With more states legalizing cannabis usage and businesses, Liles said he’s noticed a lot of the stigma around marijuana, and the industry as a whole, dissolve in recent years.

Liles said there was a time when “folks were really reticent to come over from mainstream occupations because they were afraid to have cannabis on their résumés. “That’s one indicator that things are really changing” around the opinion of cannabis.

“Over the last five to six years, we’ve seen a lot more willingness of people to come over from mainstream jobs into the industry,” Liles said.

Egan echoed this, but would like to see more progress in the medical industry, where it can still be considered taboo.

“I’ve had people say they’ve asked their doctors and their doctor is like, ‘Well, no.
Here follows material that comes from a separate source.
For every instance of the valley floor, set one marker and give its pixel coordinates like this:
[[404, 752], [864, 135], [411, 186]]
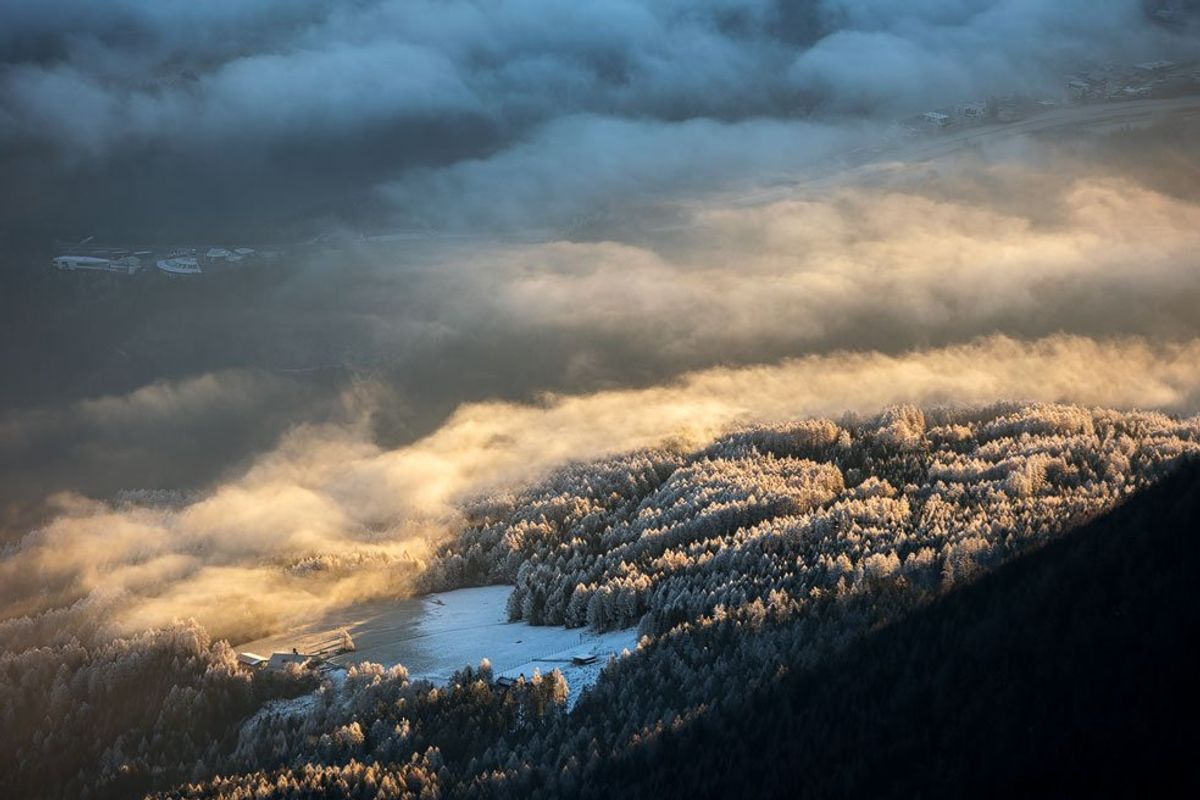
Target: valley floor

I don’t know much about it so this is the prescription I want you to take,’ ” she said, noting many doctors have not researched medical cannabis treatments and default to traditional medications.

“I think we need to still get to the doctors, to at least open those conversations for the patients to give them an option,” she said.

Monteverde is selling CBD-only and even vegan products alongside THC offerings and Egan is excited to offer all adults access to regulated marijuana, a much safer alternative to black market products, as well as an opportunity for customers to “personalize their goal of what they want out of cannabis.”